The official diagram of LLaDA and its training procedure

Instead of adding noise to the sequence over time, the sequence $x_0$ is masked independently, over $t\in(0,1)$ where at each timestep each token has a probability $t$ of being masked, until it is fully masked at $t=1$ . The mask predictor takes any given $x_t$ and predicts all of the masked tokens $M$ simultaneously. This prediction of the mask tokens is then used in the loss function below, where $\mathbb{1}[\cdot]$ represents an indicator function which is used to show whether the token is masked or not.

\mathcal{L}(\theta)=-\mathbb{E}_{t,x_0,x_t}\left[\frac{1}{t}\sum^L_{i=1}\mathbb{1}[x^i_t=M]\log p_\theta(x^i_0|x_t)\right]

This form of diffusion does completely solve the issue with the models not committing to given words, but it brings about a different issue with the model committing too much. Any error within the generation process can not be intentionally fixed between intermediate steps, which is the problem statement made by Generalized Interpolating Discrete Diffusion for those interested, which won’t be covered here.

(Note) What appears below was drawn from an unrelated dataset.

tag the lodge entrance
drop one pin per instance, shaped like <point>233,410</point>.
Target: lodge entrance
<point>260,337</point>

LLaDA then uses this paradigm with a training pattern similar to the GPT-style of LLMs, with a Pre-Training (general knowledge) and Fine-Tuning (specialized knowledge) stage. During Pre-Training, the model is given a large corpus of text data and sequences are fed randomly to it. Fine-Tuning improves the model’s use case as a language model, with it being given a pair of prompt-response data $(p_0, r_0)$ . The only part that is masked during the process is the response $r_0$ , and the model is trained to predict the response alone.

\mathcal{L}(\theta)=-\mathbb{E}_{t,p_0,r_0,r_t}\left[\frac{1}{t}\sum^{L^\prime}_{i=1}\mathbb{1}[r^i_t=M]\log p_\theta(r_0^i|p_0,r_t)\right]

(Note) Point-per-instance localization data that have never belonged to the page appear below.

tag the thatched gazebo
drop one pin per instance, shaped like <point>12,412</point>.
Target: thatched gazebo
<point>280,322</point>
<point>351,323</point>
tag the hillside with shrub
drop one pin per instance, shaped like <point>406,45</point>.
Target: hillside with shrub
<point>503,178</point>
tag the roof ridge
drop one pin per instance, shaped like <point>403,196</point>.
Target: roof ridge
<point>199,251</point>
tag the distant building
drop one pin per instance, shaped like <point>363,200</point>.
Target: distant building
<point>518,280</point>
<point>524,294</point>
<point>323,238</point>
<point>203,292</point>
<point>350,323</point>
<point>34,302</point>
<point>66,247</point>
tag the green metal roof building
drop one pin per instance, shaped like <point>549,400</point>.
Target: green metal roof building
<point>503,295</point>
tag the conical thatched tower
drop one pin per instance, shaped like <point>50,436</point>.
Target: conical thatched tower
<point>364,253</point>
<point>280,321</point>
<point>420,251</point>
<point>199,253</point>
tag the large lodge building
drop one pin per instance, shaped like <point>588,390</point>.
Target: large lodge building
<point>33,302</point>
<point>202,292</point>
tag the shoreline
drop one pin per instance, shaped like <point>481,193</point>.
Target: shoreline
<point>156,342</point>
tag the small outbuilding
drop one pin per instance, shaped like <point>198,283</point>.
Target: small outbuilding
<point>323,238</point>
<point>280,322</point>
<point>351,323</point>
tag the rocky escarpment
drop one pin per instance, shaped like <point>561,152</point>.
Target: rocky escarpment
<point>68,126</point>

To have a form of inference that still aligns with what the model was trained to do, LLaDA uses a system of remasking. At any given intermediate timestep from $t\in(0,1]$ to $s\in[0,t)$ , after the model makes the predictions for the sequence’s tokens, $\frac{s}{t}$ of the tokens are remasked in expectation to obtain $r_s$ which is used in the next timestep. Although this should be a random process, the model uses a number of deterministic methods as well. The model also uses a system of Classifier-Free Guidance shown below with a hyperparameter $w$ for guidance scale.

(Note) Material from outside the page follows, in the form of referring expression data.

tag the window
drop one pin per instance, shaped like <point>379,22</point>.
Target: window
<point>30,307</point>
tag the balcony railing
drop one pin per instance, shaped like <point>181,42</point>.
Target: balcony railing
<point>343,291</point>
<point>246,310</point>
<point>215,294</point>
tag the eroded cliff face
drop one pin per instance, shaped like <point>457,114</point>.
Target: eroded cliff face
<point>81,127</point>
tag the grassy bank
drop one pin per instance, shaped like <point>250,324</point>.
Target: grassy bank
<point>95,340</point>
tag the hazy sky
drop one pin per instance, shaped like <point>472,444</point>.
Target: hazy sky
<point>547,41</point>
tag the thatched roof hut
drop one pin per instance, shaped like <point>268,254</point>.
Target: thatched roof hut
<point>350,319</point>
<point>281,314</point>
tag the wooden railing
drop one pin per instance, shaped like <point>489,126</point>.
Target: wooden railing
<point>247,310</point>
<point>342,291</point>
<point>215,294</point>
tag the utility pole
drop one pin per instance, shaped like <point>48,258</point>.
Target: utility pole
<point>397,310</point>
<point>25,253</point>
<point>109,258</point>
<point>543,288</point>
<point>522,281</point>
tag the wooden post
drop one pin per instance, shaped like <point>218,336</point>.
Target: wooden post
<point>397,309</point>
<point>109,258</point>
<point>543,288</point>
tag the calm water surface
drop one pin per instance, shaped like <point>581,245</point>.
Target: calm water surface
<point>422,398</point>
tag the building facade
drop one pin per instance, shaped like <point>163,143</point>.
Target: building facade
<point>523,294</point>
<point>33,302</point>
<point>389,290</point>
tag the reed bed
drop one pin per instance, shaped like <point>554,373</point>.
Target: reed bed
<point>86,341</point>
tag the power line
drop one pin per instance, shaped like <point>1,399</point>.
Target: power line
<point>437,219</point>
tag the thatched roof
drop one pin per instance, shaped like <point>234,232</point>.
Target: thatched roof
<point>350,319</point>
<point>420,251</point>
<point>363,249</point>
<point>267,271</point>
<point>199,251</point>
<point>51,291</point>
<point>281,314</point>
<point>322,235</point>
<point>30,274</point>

\tilde{p}_\theta(r_0|p_0,r_t)\propto\frac{p_\theta(r_0|p_0,r_t)^{1+w}}{p_\theta(r_0|m,r_t)^w}

The ideas established here are extended even further by MMaDA to establish a multimodal model with a more complex training procedure, but the model won’t be covered here since the main advancements made by the model are done by copying the best practices found in LLMs (chain-of-thought, reinforcement learning, etc.), so it would require a little more explanation than what is the focus for this blog.

Conclusion:

The lengths to which this concept of Diffusion Language modeling are untold and the theoretical improvements that the paradigm provides could present something that is even more dominant in the space than LLMs. Other styles of diffusion like Diffusion Forcing and Block Diffusion that combine the strengths of diffusion and autoregression are finding more potential, but I think the main strengths of the concept come in the differences it has with autoregression. Gemini Diffusion has proven that diffusion language models generate quicker than the standards set by LLMs, but the main improvement that I have in mind is the difference in how they process information. LLMs process an entire sequence, erase their memory of the sequence, and then process the entire sequence again. This makes the generation process inherently fractured, whereas diffusion language models allow the processing to happen in the same step that the entire generation of the sequence occurs, allowing fewer memory states to affect what is being output. It gets closer to an ideal interpretable model for natural language processing and the amount of innovation that can be had with such a new technology is unknown.